Un routeur oublié dans un placard reste une porte d’entrée, et certains savent parfaitement s’en servir. Un groupe suivi sous le nom d’UAT-7810, rattaché à la Chine, fait évoluer son arsenal pour étendre son réseau de relais opérationnels (Operational Relay Box, ou ORB) en compromettant des équipements réseau exposés sur Internet. Cible privilégiée : les routeurs Ruckus laissés sans correctif.

Points clés

  • Le groupe UAT-7810, rattaché à la Chine, développe le maliciel LONGLEASH
  • Cible : les routeurs Ruckus exposés sur Internet et laissés sans correctif
  • Objectif : étendre un réseau de relais opérationnels (ORB) pour masquer l’origine des attaques
  • Les équipements compromis servent à rendre l’attribution des opérations quasi impossible

Un maliciel taillé pour se fondre dans le décor

Le nouvel outil, baptisé LONGLEASH, sert à prendre pied durablement sur des équipements réseau accessibles depuis l’extérieur. Une fois installé sur un routeur vulnérable, il transforme la machine en maillon d’une infrastructure destinée à masquer l’origine réelle des opérations du groupe.

Les ORB sont devenus l’arme discrète par excellence des acteurs étatiques. Plutôt que d’attaquer depuis leurs propres serveurs, les opérateurs font transiter leur trafic par une nuée d’appareils compromis appartenant à des tiers. Résultat : le trafic malveillant se noie dans un maillage d’adresses IP banales, et l’attribution devient un casse-tête.

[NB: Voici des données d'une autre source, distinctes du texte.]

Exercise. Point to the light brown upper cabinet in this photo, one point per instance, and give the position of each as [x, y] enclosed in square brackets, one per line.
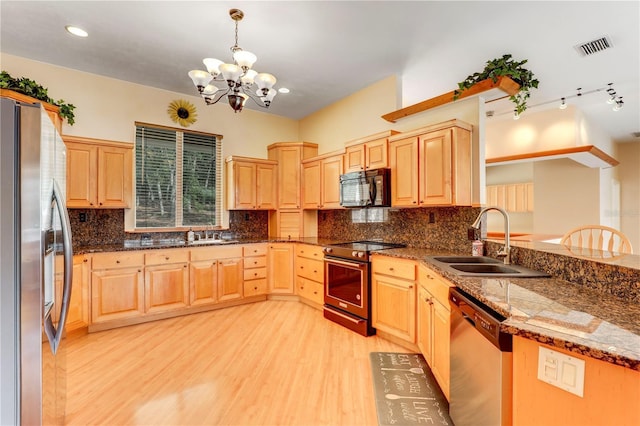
[321, 181]
[99, 173]
[431, 166]
[289, 156]
[251, 184]
[368, 153]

Les routeurs non patchés, éternel talon d’Achille

Le vecteur d’entrée n’a rien d’exotique : des routeurs Ruckus qui n’ont jamais reçu leurs correctifs de sécurité. Un équipement réseau exposé et laissé en l’état, c’est une invitation ouverte. Les groupes comme UAT-7810 ne s’embarrassent pas de zero-day sophistiqués quand une faille connue et publiée fait déjà l’affaire.

La parade tient en quelques gestes d’hygiène numérique. Appliquer les mises à jour dès leur publication, retirer d’Internet toute interface d’administration qui n’a rien à y faire, et remplacer le matériel en fin de support. Un routeur qui ne reçoit plus de patchs ne protège plus personne. Il travaille désormais pour quelqu’un d’autre.